Je sais qu'au début de l'interview je me suis décrit comme faisant tout, c'est la bonne attitude à avoir au début mais lorsque l'entreprise grossit c'est absolument crucial d'apprendre à déléguer. Une personne seule, peu importe sa capacité de travail, ne peut gérer une entreprise que jusqu'à une certaine taille, insister pour tout micromanager c'est condamner sa société à rester petite ou à échouer.
Les meilleurs managers du monde acceptent de donner du pouvoir à ceux qui travaillent pour eux parce que quelqu'un qui reçoit du pouvoir reçoit des responsabilités en même temps et c'est à ce moment-là que cette personne se développe et qu'elle devient le plus utile à l'équipe. Du coup je laisse à mes joueurs le pouvoir et la responsabilité de régler leurs problèmes, mais je suis toujours là s'ils ont besoin de moi.

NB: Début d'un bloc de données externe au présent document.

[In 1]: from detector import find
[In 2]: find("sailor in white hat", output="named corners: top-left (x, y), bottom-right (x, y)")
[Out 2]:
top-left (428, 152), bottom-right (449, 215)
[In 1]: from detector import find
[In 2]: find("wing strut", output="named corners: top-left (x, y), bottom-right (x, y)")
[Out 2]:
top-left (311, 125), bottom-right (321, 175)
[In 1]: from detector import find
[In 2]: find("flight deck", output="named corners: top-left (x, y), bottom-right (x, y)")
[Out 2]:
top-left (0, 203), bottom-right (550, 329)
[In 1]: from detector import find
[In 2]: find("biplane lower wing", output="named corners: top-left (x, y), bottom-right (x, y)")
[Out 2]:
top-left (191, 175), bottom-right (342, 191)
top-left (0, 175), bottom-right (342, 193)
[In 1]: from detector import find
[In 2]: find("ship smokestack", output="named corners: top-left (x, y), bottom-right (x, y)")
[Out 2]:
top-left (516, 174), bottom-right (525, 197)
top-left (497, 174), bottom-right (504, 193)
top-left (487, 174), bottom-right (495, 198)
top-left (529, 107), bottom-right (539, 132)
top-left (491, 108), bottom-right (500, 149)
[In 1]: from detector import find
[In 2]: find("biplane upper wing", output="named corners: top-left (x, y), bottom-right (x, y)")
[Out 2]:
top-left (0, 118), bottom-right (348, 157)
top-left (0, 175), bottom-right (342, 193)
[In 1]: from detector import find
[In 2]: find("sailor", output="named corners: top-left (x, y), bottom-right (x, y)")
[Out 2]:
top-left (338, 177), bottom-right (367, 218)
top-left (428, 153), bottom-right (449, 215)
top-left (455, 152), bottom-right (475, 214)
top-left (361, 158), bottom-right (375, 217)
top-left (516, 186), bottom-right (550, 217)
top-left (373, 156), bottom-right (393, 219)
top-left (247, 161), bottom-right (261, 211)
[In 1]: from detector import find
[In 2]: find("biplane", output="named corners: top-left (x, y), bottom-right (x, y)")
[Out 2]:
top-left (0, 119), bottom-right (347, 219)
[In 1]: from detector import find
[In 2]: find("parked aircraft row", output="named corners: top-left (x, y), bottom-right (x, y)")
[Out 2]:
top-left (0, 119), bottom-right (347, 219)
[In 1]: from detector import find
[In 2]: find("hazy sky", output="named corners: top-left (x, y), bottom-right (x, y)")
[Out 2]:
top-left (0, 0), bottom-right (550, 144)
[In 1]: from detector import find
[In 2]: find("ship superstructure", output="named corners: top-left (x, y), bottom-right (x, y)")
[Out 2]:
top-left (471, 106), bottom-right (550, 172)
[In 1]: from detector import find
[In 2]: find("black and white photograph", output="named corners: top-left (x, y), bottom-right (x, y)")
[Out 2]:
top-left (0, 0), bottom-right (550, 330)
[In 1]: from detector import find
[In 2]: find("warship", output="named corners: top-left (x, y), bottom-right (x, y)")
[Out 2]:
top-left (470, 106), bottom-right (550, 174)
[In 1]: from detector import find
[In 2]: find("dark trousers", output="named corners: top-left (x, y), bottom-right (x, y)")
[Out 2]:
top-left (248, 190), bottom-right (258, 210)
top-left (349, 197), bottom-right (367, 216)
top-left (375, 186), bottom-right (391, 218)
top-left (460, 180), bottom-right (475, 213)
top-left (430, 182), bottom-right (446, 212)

Y a-t-il eu de véritables tensions entre vous et Fnatic lorsque Caps vous a rejoint ?
Il y a eu des tensions en effet, après j'ai pour règle de ne jamais me laisser énerver. Je refuse absolument d'être salé. Et si je craque et que je m'énerve sur les réseaux sociaux vous me verrez pas longtemps après en train de me moquer de moi-même. Il y a eu des accusations de poaching lors de l'arrivée de Caps mais je me suis pas laissé atteindre par ces accusations, parce que si je m'étais laissé agacer vous m'auriez vu me tourner en autodérision sur Twitter juste après.
... et Fnatic ?
Ils étaient salés (rires) très salés, ils ne sont pas comme nous, ils détestent que les choses ne se passent pas comme ils le veulent et ils le montrent. Je continue de penser que ce sont des gars supers, mais on est très différents.